Solar Plane Completes 24-Hour Flight
Team proves sun can power plane more or less indefinitely
By Newser Editors and Wire Services
Posted Jul 8, 2010 6:24 AM CDT
People look on as Solar Impulse's solar-powered HB-SIA prototype airplane stands on the runway after its first successful night flight attempt at Payerne airport, July 8, 2010.   (AP Photo/Keystone, Dominic Favre, Pool)
camera-icon View 2 more images

(Newser) – An experimental solar-powered plane landed safely today after completing its first 24-hour test flight, proving that the aircraft can collect enough energy from the sun during the day to stay aloft all night. Pilot Andre Borschberg eased the Solar Impulse onto the runway at Payerne airfield in Switzerland at exactly 9am. Helpers rushed to stabilize the pioneering plane as it touched down, ensuring that its massive 207-foot wingspan didn't scrape the ground and topple the craft.

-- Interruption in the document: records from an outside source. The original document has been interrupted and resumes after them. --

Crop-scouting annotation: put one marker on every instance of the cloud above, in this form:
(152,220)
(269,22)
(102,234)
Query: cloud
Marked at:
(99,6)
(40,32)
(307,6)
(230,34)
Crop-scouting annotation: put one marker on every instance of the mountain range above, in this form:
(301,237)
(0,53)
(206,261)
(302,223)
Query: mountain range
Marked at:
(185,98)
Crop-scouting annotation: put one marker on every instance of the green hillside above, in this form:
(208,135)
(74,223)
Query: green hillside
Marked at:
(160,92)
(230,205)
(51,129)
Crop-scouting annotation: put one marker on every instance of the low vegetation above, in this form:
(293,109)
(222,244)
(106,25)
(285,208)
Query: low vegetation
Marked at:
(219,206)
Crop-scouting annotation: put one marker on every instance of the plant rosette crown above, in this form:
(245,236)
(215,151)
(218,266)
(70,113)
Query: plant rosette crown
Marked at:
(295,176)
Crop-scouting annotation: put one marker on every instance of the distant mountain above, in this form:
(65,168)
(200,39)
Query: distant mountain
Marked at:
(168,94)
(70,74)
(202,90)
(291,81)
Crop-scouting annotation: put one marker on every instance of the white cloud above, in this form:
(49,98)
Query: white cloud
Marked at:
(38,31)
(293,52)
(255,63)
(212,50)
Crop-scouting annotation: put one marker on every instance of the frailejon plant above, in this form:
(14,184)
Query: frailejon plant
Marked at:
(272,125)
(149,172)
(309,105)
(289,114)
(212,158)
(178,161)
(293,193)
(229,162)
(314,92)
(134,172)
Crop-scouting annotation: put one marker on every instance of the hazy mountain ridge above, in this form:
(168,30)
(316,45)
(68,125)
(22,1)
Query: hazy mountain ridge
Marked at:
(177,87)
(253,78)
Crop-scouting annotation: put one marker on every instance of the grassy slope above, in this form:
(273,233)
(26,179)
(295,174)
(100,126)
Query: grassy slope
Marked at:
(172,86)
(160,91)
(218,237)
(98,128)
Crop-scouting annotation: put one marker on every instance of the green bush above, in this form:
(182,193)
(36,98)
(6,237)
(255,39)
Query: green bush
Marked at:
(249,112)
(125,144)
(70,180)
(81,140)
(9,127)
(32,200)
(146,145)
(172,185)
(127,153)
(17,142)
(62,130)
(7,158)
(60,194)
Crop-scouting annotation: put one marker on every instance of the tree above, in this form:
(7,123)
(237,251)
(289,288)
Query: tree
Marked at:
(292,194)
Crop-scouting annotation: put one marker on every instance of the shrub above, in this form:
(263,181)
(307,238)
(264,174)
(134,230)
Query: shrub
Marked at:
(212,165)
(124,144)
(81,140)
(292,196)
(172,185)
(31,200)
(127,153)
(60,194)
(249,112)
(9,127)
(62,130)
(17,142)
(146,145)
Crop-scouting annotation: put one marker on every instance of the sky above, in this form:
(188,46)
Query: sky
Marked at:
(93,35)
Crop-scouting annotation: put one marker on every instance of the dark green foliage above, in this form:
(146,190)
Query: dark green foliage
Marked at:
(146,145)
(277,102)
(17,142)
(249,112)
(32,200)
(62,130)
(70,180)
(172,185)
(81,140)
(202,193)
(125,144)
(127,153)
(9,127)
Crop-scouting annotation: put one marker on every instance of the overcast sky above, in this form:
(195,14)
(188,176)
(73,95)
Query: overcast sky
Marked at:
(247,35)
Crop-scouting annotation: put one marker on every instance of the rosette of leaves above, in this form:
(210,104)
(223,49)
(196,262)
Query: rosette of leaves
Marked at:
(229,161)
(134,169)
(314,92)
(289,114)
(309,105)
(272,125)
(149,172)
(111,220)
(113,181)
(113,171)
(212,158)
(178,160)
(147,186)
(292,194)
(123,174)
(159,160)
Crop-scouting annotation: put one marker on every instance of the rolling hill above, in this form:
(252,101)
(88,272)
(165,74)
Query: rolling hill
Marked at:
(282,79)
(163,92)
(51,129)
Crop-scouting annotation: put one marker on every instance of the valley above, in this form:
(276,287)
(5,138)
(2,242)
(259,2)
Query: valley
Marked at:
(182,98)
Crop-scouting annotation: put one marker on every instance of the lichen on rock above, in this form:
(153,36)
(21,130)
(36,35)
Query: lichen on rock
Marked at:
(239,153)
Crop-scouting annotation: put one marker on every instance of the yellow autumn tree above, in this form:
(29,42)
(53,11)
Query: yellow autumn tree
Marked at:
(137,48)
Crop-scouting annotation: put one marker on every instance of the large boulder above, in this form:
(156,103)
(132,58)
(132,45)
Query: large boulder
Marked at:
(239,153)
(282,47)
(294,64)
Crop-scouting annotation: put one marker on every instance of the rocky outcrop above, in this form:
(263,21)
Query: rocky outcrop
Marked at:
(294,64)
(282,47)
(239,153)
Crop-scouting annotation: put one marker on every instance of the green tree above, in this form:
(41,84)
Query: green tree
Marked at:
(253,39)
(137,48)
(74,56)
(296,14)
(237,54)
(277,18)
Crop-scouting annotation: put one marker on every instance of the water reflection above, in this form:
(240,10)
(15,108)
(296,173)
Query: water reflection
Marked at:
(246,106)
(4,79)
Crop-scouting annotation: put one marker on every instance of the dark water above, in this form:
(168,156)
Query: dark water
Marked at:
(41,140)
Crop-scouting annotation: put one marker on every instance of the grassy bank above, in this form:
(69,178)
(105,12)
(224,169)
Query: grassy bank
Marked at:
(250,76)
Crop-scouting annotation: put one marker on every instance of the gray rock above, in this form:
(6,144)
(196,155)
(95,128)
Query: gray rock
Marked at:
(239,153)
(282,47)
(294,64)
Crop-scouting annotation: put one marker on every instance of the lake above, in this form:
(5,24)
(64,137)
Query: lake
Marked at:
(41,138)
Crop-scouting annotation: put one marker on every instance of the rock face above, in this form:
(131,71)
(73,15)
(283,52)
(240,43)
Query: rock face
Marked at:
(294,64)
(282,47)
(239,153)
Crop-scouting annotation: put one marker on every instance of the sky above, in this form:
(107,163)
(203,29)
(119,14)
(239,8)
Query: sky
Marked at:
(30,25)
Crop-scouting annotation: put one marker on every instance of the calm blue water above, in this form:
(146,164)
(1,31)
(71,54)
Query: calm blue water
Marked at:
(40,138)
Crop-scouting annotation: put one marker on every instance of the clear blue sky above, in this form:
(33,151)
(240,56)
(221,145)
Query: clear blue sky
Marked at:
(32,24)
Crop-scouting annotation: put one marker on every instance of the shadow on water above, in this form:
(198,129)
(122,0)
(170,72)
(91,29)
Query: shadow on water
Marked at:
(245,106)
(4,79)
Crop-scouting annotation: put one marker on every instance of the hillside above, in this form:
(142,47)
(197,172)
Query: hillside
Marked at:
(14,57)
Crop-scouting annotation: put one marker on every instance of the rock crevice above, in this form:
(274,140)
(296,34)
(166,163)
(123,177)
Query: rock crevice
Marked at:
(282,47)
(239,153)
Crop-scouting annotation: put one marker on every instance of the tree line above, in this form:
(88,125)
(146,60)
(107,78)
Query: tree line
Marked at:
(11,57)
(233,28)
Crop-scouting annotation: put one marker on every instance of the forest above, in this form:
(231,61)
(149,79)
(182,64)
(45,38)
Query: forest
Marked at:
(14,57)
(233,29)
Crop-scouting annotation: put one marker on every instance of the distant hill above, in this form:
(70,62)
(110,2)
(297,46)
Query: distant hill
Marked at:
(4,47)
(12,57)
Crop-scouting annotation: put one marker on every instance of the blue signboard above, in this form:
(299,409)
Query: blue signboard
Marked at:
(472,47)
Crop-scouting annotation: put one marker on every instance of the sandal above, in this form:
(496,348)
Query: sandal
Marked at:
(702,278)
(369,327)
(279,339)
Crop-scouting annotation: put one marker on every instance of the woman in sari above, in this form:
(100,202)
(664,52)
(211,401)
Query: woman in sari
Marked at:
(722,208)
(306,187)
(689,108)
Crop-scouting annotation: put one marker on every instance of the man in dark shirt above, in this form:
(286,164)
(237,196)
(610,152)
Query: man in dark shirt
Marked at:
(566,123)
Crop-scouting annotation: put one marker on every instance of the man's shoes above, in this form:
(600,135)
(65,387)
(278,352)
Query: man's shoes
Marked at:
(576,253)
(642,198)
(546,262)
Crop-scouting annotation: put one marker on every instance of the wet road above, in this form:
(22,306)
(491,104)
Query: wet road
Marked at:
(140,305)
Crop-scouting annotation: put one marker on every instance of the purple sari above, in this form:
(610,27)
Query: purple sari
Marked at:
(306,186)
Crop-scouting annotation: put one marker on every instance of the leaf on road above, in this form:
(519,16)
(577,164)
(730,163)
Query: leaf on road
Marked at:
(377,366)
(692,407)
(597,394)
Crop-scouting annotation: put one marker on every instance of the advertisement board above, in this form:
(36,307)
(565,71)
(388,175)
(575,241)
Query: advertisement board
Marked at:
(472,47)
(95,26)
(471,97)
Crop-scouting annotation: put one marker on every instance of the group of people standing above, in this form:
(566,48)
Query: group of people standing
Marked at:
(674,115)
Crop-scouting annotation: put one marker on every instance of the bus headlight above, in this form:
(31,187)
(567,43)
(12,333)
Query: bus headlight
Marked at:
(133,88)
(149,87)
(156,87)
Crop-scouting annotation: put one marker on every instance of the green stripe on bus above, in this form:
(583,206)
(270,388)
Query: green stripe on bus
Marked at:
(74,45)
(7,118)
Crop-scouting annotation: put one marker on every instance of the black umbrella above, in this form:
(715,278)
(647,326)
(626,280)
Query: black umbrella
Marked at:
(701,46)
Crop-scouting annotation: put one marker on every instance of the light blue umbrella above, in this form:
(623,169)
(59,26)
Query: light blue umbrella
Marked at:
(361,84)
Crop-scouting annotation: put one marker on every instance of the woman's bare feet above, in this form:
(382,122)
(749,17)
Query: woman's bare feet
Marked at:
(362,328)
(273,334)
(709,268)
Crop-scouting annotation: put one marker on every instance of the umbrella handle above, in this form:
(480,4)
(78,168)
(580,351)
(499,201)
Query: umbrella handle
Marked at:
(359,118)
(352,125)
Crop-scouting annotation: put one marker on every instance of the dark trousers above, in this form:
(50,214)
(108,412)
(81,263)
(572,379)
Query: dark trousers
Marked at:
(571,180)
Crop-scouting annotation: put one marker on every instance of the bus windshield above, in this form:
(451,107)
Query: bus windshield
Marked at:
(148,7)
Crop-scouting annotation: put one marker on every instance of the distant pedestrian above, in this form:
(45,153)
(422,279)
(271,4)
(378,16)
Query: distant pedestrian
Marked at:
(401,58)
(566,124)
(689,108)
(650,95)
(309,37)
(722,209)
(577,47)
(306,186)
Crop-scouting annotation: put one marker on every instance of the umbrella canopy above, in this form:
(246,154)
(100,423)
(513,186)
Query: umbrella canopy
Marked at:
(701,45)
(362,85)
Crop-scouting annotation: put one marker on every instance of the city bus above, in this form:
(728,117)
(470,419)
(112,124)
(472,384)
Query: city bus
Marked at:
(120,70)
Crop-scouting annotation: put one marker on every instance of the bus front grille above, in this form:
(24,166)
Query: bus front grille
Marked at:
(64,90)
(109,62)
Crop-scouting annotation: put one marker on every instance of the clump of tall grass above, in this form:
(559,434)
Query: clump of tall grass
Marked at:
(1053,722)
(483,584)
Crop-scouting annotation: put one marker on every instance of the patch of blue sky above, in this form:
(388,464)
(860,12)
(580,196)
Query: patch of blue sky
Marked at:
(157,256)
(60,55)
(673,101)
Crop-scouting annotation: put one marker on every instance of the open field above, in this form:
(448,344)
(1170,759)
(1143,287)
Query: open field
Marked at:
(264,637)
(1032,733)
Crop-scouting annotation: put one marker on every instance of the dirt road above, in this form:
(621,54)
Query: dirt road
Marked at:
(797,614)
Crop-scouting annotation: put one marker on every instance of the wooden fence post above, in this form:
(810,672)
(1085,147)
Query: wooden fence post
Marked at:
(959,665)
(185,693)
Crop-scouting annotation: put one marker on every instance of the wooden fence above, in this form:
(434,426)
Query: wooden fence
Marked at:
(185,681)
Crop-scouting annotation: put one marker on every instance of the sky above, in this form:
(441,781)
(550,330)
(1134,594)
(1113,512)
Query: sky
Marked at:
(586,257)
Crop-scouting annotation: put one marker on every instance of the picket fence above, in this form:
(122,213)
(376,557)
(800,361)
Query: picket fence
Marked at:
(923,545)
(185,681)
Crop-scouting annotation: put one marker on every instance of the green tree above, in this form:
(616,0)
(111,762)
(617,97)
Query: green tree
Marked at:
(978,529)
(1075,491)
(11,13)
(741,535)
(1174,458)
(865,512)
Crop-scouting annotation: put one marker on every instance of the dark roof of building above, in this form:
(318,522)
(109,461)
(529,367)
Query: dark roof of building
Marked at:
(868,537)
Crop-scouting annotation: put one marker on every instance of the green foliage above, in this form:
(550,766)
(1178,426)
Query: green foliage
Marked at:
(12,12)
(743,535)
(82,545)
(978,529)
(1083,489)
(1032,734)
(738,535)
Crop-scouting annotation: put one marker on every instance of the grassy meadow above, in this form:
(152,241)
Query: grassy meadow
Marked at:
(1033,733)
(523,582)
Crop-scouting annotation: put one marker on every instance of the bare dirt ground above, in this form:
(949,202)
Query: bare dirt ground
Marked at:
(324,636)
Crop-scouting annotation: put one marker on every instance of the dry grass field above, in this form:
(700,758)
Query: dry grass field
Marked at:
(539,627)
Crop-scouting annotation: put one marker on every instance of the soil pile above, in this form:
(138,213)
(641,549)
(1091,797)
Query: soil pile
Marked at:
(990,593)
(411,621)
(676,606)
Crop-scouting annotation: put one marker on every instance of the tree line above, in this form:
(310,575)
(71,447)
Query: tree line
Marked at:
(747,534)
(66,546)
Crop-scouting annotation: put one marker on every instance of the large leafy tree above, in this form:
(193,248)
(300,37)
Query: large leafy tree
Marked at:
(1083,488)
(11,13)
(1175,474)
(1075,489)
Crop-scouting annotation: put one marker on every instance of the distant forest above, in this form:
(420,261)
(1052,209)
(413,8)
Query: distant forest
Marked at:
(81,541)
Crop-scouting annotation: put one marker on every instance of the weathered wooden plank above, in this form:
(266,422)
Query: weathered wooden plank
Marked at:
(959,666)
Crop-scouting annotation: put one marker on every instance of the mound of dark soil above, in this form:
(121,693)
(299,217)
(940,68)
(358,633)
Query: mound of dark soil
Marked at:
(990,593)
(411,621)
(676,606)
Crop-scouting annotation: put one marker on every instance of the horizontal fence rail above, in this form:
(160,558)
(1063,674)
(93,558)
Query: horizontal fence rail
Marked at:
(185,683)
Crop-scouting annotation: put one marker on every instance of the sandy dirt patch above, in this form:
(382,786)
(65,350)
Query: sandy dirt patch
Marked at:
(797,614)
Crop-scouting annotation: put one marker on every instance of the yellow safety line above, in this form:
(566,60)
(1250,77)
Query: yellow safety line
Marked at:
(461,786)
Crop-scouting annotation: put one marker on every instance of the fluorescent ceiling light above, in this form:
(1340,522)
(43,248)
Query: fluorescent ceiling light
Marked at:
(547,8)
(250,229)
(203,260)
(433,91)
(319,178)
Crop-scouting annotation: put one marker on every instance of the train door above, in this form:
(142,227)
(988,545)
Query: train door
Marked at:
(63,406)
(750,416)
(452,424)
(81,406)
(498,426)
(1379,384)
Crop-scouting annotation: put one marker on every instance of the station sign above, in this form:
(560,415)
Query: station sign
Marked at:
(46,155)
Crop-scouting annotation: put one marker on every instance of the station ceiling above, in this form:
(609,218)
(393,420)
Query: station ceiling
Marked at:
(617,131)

The record feat completes seven years of planning and brings the Swiss-led project one step closer to its goal of circling the globe using only energy from the sun. "We achieved more than we wanted. Everybody is extremely happy," Borschberg told reporters after landing. "There is a before and after in terms of what people have to believe and understand about renewable energies." The team's next goal is to cross the Atlantic, followed by an around-the-world flight in 2013.